The Lakers won their third straight championship in a four-game sweep of the New Jersey Nets the following year.

Also for the Lakers, their 15–1 postseason record was the best in NBA history. This record would later be broken in the 2017 NBA playoffs by the Golden State Warriors, who achieved a 16–1 record en route to their NBA Championship. By this point, the first round series was a best-of-seven, a change implemented for the 2002–03 season.

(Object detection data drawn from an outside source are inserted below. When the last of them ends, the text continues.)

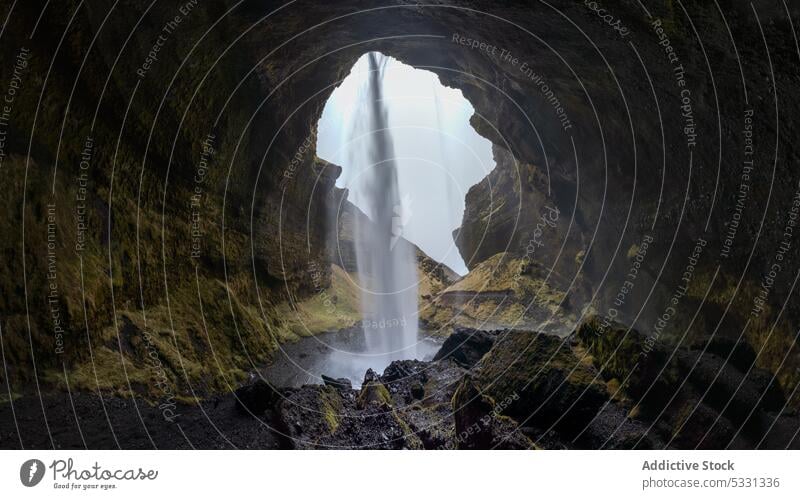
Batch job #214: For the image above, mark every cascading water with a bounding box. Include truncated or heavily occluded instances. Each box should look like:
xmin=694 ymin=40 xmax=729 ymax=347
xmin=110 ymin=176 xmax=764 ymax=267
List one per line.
xmin=352 ymin=52 xmax=418 ymax=363
xmin=316 ymin=52 xmax=430 ymax=382
xmin=271 ymin=52 xmax=493 ymax=386
xmin=351 ymin=52 xmax=418 ymax=364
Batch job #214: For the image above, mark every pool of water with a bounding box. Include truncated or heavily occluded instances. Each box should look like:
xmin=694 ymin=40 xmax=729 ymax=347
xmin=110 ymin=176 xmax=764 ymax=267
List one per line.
xmin=260 ymin=328 xmax=441 ymax=388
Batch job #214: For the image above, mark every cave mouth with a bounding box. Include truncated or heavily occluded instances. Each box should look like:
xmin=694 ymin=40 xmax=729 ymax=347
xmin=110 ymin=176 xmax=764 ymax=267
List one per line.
xmin=316 ymin=54 xmax=495 ymax=276
xmin=268 ymin=52 xmax=495 ymax=386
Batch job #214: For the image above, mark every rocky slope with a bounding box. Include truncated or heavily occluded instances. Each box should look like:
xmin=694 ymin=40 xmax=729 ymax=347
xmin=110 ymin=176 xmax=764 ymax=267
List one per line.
xmin=0 ymin=0 xmax=800 ymax=436
xmin=6 ymin=317 xmax=800 ymax=449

As of the 2025-26 season, the series remains the 76ers’ last NBA Finals appearance. The Sixers would win only 43 games in their 2001–02 season, whose story was injuries. Nevertheless, they made the playoffs as the sixth seed, but were defeated by the Boston Celtics in five games. The Celtics themselves came within two games of returning to the NBA Finals for the first time since , but were ousted by the upstart Nets, who made the NBA Finals for the first time, denying a possible Celtics-Lakers final. As for the Sixers, they would never challenge for the title again in the Allen Iverson era, with the team reaching the playoffs only twice for the next four years, winning only one series. Not only is 2001 the last NBA Finals appearance for the Sixers, but they have not been past the second round since this season as well.

Larry Brown later coached the Detroit Pistons to their third championship in the 2004 NBA Finals, defeating the Lakers 4–1.